Avoiding the Center


Apr 28, 2013

Spoilers for Doctor Who: Journey to the Center of the TARDIS (interesting, fun, could have been really good)

There hasn't been a lot of exploration of the world surrounding the Doctor lately. Even River Song's romance with the Doctor didn't really reveal anything about him at all. So it was refreshing to look into the other character that has been part of him and the show since the beginning, the TARDIS.

So we have three mysterious beings all together, the Doctor, the TARDIS, and Clara. This episode teased us with revealing something about one of them and ended up giving us nothing really to chew on. That's fine, as long as we also get something interesting and hopefully surreal with the internal structure of the TARDIS.

We do get that, if textually and not subtextually. But we also get a strange family drama with three secondary characters that are brought along for the ride. And just like Dinosaurs in a Spaceship earlier this season, we're left wondering why so much attention was given to the secondary characters when our primaries are right there begging for something interesting or revealing to happen.

Still, there was something mind-catching about the burned zombie future flashes even if how they were portrayed didn't quite make sense. I just wished the show would dig a little deeper and show us the characters we want to get to know better, because right now, the show just keeps circling around the center of these characters but never really diving in.

Hiding the Plot


Apr 21, 2013

Spoilers for Doctor Who: Hide (interesting, fun, and then a mess)

It's interesting that with a straightforward and simple set (a mansion in the 1970s), a straightforward story (a haunted mansion in the 1970s), and two interesting secondary characters that just begs for a spinoff, you can end up with an interesting episode.

There's nothing I can say that would make the individual parts super interesting, but the performances and atmosphere really make up the sum. You get a peek at some hidden depth in all the characters even though we don't get enough.

Once the climax of the episode hits, however, it becomes a jumbled rush. There are a bunch of soft twists (a ghost that is not a ghost, a monster chasing the not-ghost, and the monster that isn't a monster) and an obstacle that isn't an obstacle. (Please, don't tell me that "we can't do this" because it will strand the TARDIS in 4 seconds and then say the solution is to "do this" in 3 seconds. It breaks the whole thesis-anti-thesis-synthesis structure of conflict resolution.)

What happens is that the end feels rushed. The not-ghost gets exactly one line and perhaps five not-so-meaningful looks at the camera. And you end up starting with a strong episode ending with an "er..."

Cold Reception


Apr 14, 2013

Spoilers for Doctor Who: Cold War (passable)

I don't mind British actors (or American actors) portraying Russians. The Hunt for Red October deconstructed it with a scene that took less than a minute. Enemy at the Gates played it straight. But nothing in the submarine felt Soviet, so the little meta-joke of having the professor love New Wave music felt flat.
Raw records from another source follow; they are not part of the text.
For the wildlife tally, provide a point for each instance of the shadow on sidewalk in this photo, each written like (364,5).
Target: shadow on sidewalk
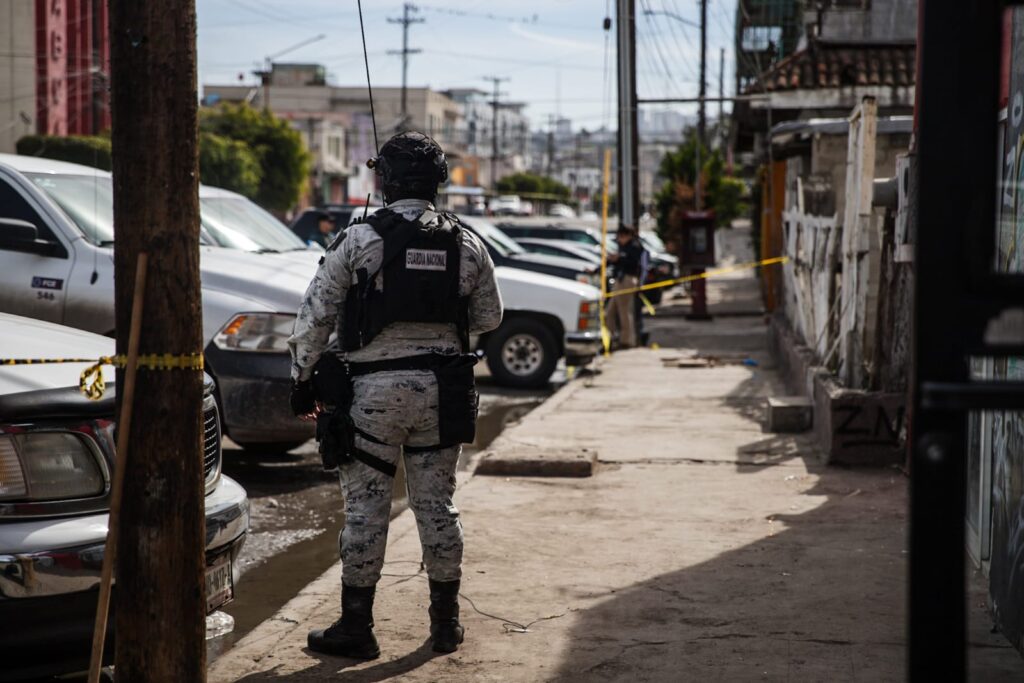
(334,669)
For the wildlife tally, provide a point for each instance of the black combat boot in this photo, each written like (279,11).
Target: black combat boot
(444,627)
(352,635)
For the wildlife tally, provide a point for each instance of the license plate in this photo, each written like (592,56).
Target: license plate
(218,583)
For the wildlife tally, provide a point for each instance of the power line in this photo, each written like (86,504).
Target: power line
(534,19)
(497,81)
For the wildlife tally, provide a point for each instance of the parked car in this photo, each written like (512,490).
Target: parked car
(56,460)
(548,228)
(221,211)
(561,248)
(506,251)
(546,318)
(56,263)
(509,205)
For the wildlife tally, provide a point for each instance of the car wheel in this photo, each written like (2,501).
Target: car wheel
(521,353)
(268,447)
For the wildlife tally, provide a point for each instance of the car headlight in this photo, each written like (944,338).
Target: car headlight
(590,313)
(256,332)
(48,466)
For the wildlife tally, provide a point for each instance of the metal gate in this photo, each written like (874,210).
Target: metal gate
(966,306)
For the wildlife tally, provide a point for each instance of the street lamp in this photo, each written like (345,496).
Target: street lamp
(678,17)
(702,92)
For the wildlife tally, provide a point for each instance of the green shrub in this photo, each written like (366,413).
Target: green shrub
(228,164)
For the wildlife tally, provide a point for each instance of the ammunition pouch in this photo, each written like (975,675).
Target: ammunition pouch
(335,438)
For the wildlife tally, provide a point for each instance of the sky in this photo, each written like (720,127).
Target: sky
(552,51)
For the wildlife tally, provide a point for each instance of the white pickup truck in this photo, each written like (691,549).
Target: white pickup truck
(56,264)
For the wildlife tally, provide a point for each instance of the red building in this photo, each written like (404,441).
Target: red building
(73,59)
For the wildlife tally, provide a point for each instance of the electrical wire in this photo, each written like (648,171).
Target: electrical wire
(510,626)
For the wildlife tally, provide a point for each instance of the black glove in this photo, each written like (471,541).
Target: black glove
(303,399)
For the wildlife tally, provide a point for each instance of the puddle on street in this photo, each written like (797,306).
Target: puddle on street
(297,515)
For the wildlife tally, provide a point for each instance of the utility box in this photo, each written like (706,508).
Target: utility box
(696,240)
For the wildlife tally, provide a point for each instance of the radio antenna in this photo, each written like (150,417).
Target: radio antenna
(370,87)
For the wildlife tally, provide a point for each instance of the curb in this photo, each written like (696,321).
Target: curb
(509,458)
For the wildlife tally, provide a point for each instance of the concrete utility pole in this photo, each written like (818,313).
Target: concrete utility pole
(267,72)
(629,209)
(497,81)
(406,20)
(702,111)
(552,119)
(702,115)
(160,568)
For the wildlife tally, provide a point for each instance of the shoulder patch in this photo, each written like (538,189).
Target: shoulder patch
(336,243)
(426,259)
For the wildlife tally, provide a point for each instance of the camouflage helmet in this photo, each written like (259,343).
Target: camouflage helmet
(411,163)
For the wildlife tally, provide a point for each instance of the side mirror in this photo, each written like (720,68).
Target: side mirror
(14,231)
(16,235)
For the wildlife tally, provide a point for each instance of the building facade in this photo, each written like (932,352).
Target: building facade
(336,125)
(54,66)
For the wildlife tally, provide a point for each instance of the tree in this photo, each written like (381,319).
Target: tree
(531,183)
(228,164)
(161,609)
(723,194)
(278,147)
(91,151)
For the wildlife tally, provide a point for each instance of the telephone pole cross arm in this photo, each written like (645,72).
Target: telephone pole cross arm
(406,20)
(497,81)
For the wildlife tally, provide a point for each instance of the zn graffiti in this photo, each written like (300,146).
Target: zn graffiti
(868,425)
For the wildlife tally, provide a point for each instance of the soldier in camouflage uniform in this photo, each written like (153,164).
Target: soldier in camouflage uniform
(396,411)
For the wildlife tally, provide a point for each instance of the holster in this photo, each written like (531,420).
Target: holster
(459,402)
(335,431)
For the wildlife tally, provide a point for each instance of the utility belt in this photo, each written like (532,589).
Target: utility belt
(458,404)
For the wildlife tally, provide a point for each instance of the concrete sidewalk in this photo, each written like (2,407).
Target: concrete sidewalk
(701,549)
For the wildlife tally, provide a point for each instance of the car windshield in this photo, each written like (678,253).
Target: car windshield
(573,235)
(501,243)
(232,222)
(238,223)
(652,242)
(87,200)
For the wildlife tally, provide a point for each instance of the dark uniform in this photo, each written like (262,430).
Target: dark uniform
(403,292)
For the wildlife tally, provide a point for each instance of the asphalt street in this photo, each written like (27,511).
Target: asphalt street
(297,514)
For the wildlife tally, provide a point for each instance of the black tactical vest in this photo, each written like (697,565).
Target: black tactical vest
(418,278)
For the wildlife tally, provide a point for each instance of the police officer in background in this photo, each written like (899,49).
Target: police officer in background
(403,291)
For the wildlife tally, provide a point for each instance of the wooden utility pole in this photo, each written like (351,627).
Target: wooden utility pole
(629,204)
(159,602)
(721,97)
(406,20)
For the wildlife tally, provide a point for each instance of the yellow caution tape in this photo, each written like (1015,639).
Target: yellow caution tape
(702,275)
(91,383)
(647,305)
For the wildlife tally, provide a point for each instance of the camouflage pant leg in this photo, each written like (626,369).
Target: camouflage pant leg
(399,408)
(431,484)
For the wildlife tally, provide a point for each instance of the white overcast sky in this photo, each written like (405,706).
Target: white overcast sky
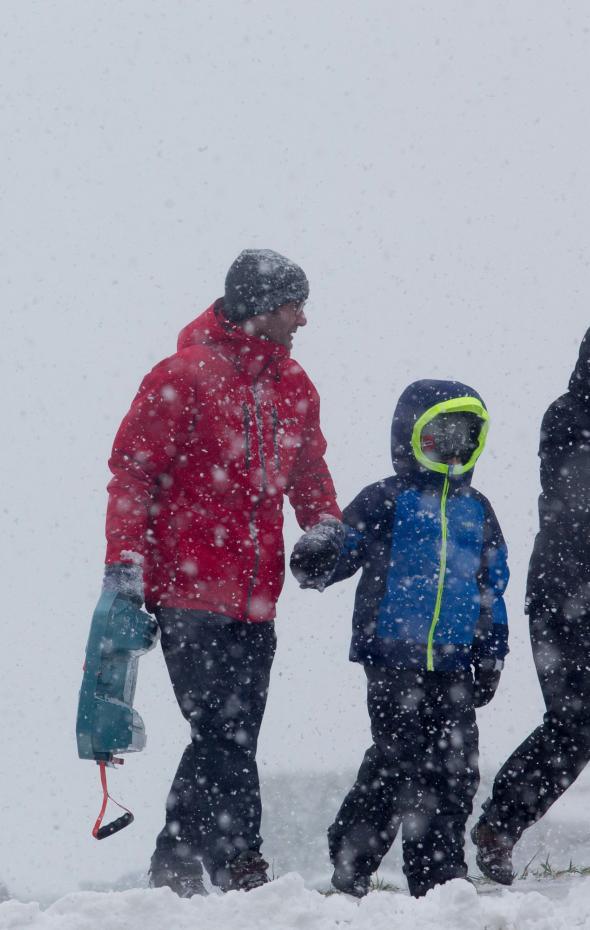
(427,164)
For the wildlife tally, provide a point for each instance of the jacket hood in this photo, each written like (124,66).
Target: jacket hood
(248,353)
(580,379)
(418,398)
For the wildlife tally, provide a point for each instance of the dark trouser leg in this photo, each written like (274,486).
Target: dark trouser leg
(551,758)
(220,672)
(365,826)
(368,820)
(446,781)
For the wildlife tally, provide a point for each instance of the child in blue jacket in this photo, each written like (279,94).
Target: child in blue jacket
(430,628)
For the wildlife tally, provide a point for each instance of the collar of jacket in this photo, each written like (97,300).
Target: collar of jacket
(249,354)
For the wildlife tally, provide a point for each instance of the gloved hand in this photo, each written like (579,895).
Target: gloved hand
(124,578)
(316,553)
(485,680)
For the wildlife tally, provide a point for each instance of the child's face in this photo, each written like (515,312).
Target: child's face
(451,438)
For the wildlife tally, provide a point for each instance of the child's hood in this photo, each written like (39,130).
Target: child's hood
(417,399)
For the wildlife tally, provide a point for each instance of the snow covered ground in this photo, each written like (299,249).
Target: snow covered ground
(287,904)
(298,808)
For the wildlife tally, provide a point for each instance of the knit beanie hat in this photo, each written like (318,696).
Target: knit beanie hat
(260,281)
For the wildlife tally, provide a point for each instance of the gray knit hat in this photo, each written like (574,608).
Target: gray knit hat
(260,281)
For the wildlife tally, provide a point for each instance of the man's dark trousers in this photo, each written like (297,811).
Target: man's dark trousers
(552,757)
(220,671)
(422,771)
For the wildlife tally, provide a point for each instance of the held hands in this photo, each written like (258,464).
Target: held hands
(316,553)
(486,680)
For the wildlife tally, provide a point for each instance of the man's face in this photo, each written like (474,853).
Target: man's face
(278,326)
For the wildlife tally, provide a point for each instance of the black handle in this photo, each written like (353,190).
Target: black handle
(114,826)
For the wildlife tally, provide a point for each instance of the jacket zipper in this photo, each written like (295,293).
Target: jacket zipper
(441,576)
(252,525)
(246,414)
(275,440)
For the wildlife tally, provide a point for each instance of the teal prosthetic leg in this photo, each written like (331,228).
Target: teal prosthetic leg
(107,724)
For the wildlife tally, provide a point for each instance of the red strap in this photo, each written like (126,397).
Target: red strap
(106,796)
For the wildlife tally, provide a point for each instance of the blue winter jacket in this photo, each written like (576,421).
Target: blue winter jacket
(433,558)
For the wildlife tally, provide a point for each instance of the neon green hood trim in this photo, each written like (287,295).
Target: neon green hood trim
(456,405)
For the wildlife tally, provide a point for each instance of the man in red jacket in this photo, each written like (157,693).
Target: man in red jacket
(216,436)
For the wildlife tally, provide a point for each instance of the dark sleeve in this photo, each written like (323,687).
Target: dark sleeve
(362,519)
(565,467)
(491,633)
(564,507)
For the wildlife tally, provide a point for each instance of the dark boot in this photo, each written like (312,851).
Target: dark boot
(245,872)
(183,881)
(494,853)
(349,882)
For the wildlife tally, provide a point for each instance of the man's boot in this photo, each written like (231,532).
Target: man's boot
(349,882)
(494,853)
(244,873)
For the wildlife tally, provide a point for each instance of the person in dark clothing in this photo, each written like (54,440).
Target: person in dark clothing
(429,608)
(558,605)
(217,435)
(220,671)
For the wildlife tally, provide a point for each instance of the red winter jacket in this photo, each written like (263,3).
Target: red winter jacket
(215,437)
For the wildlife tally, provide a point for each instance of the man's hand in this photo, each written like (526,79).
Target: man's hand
(486,680)
(316,553)
(125,578)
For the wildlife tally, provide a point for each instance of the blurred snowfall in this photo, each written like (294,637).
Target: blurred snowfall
(427,164)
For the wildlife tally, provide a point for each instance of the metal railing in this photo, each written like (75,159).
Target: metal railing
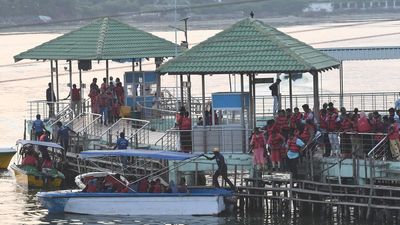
(43,108)
(380,151)
(368,102)
(199,140)
(136,131)
(86,123)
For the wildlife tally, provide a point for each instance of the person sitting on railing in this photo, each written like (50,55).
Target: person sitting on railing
(393,135)
(222,168)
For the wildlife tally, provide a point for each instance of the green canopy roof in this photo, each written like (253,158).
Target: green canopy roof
(249,46)
(100,40)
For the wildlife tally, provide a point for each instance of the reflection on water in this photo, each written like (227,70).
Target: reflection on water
(22,207)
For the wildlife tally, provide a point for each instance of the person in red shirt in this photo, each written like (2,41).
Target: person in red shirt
(258,142)
(186,134)
(114,183)
(275,141)
(30,159)
(76,103)
(393,135)
(332,128)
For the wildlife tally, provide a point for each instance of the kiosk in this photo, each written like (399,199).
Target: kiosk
(228,127)
(140,89)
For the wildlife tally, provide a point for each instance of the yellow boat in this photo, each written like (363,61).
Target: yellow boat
(32,176)
(6,155)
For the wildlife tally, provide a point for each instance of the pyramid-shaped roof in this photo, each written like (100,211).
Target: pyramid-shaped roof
(103,39)
(249,46)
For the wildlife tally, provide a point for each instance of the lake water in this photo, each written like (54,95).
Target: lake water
(27,81)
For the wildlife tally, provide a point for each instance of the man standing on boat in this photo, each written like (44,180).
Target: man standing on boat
(222,169)
(275,94)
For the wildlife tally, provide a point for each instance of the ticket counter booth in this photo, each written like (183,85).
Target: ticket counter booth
(140,88)
(229,128)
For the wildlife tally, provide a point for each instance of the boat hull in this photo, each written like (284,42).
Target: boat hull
(5,158)
(31,181)
(132,203)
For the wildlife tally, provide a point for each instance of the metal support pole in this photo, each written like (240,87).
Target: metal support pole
(341,84)
(190,96)
(70,76)
(290,91)
(316,95)
(58,91)
(203,99)
(181,81)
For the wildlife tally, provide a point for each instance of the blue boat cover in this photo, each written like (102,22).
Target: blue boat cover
(154,154)
(40,143)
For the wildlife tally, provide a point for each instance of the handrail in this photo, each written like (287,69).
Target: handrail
(372,152)
(121,119)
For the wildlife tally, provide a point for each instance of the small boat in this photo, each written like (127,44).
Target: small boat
(6,155)
(32,176)
(196,201)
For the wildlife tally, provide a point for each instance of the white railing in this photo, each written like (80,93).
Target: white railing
(136,131)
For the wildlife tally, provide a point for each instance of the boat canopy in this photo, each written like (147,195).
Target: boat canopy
(39,143)
(154,154)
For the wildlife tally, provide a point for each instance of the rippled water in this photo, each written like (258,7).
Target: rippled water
(19,84)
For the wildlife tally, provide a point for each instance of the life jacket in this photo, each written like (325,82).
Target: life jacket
(363,125)
(275,142)
(346,125)
(258,140)
(393,132)
(331,122)
(47,164)
(282,123)
(292,145)
(75,94)
(29,160)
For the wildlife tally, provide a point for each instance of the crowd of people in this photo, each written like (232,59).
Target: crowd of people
(342,134)
(108,99)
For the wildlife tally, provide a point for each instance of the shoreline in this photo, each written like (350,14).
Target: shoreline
(213,24)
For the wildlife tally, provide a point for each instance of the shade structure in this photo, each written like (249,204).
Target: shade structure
(103,39)
(249,47)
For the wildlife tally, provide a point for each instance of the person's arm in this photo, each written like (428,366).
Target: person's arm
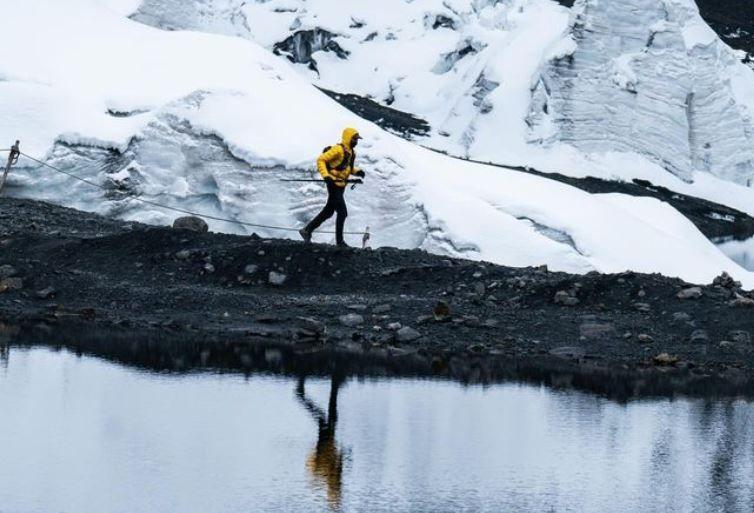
(333,155)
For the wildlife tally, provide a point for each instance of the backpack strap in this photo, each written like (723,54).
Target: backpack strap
(348,159)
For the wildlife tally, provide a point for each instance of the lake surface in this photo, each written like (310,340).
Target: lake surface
(83,435)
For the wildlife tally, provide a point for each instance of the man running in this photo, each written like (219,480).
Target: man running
(336,166)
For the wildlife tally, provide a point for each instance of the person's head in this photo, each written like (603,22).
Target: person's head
(351,138)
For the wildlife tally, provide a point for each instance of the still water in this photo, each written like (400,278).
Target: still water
(83,435)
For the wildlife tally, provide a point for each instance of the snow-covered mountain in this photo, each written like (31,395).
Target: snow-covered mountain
(494,76)
(213,122)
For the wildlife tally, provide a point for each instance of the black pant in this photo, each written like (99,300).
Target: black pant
(335,203)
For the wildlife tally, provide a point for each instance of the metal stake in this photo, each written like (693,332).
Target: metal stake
(12,161)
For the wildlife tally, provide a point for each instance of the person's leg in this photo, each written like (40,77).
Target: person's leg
(340,221)
(326,212)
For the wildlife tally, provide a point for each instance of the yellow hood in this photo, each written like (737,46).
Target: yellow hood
(348,135)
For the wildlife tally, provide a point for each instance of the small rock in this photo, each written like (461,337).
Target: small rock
(727,282)
(7,271)
(381,309)
(192,223)
(47,293)
(566,298)
(351,320)
(742,301)
(596,330)
(690,293)
(681,317)
(726,345)
(9,284)
(740,337)
(568,352)
(308,327)
(407,334)
(276,278)
(442,311)
(665,360)
(424,319)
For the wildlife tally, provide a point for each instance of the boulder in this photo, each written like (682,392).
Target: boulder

The rest of the episode was a rather standard alien-hunting-in-a-crowded-space structure that has been around since the 70s and 80s. And playing with the reveal of the Ice Warrior but not reveal (when it sneaks out of the suit but we can't see it) but reveal (when we finally see its face) wasn't very compelling. In Alien, the terror of the creature was the slow build up of the unknown with a final reveal. That's how you do it right.

And lastly, the episode had an Ice Warrior solider in a boat full of Soviet warriors. The story cried out for a treatise on being a lone soldier cut off from their own people. Even the Doctor is a soldier cut off from his own people. The episode was even called Cold War. Why wasn't there more on the subject?

Ringing in the New Season


April 7, 2013

Spoilers for Doctor Who: The Rings of Akhaten (a mess of an episode)

This episode was all over the place. We get two outstanding monologues from Matt Smith and Jenna-Louise Coleman but they were so out of context with the plot that the episode comes off confused.

There were some really great ideas. A culture that passes memories as currency. A god that devours stories. Stories as songs sung by different species. (Early humans recorded their epics, legends, and sagas as sung poetry, so there is a lot of literary oomph this idea could mine.)

But the episode wasted its time on plotty inconsequential things. A space bike chase. A god that wasn't a god until the real god appears. The Doctor stalking Clara through time. If the writer had shaved off those moments to delve into the meaty premise, we could have had a strong conceptual episode.

Instead, we get a monster that consumes memories but the victims don't lose said memories. And can instead be sated by the "potential" of a memory. What memory doesn't contain potential? What sort of threat is a memory non-eater?